I thought I should point out also this example which rlduncan posted a while back which also clearly illustrates the issue:
https://www.physicsforums.com/showpost.php?p=3288873&postcount=1

rlduncan said:
Three coins are tossed simultaneously by three individuals. For simplicity, let's them be a, b, and c and each coin is tossed eight times.

Example 1:
a =HTTTHTHH
b=TTHHTHHH,

b=TTHHTHHH
c=HTHTTTHH,

a=HTTTHTHH
c=HTHTTTHH,
Bell’s Theorem, nab(HH) + nbc(HH) ≥ nac(HH) or 2+3 ≥ 3 (True)

Example 2:
a1=HTTHTHHH
b1=THHTTHTT,

b2=HTHHTHHT
c1=TTTTHHTH,

a2=THHTHTTH
c2=HHHTHTTT,
Bell’s Theorem, nab(HH) + nbc(HH) ≥ nac(HH) or 1+1 ≥ 3 (False)

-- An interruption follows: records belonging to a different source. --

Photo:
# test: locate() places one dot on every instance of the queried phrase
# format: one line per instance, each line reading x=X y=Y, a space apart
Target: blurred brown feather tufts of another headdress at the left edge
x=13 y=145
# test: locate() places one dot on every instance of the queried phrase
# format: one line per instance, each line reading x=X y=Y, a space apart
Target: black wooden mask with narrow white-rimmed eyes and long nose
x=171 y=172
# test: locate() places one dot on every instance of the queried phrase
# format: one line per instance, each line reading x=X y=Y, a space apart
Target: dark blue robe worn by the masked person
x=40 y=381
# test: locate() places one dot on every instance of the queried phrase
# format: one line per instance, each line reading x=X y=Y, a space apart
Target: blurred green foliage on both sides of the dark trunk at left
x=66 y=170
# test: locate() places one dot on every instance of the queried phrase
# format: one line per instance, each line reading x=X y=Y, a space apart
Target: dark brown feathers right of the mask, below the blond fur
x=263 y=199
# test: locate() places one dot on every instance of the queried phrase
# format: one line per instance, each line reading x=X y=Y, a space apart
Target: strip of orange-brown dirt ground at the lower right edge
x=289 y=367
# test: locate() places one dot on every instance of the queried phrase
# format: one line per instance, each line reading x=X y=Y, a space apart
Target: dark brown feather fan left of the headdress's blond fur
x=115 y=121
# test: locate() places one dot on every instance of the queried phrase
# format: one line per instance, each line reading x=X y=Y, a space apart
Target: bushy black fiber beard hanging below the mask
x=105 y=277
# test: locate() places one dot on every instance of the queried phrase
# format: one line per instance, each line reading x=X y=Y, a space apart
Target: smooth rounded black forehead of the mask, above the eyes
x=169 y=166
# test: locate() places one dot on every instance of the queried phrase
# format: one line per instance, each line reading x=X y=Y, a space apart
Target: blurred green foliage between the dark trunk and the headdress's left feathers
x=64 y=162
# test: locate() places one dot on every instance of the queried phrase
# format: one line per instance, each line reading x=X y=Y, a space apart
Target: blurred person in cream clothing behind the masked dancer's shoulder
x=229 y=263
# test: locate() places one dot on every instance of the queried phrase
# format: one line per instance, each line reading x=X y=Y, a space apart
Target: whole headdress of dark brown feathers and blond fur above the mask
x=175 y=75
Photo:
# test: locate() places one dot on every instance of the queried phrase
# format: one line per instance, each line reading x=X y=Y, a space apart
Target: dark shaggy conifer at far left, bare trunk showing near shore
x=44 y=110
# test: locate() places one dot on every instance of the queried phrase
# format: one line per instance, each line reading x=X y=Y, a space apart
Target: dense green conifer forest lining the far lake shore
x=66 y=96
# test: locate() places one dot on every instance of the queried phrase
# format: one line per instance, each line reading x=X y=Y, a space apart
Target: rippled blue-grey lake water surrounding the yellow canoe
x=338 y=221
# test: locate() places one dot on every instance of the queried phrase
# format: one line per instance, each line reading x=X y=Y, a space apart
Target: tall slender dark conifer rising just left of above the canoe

There is a one-to-one mapping of the three sequences in Example 1 for ab, bc, and ac. In the EPRB experiments only one angle can be measured at a time. As a result there are six sequences necessary which give different runs of photons and a1 sequence is not the same as a2, etc and the one-to-one mapping is lost; and violation of Bell’s theorem may occur as demonstrated in Example 2. This may be the case for the EPRB experiments.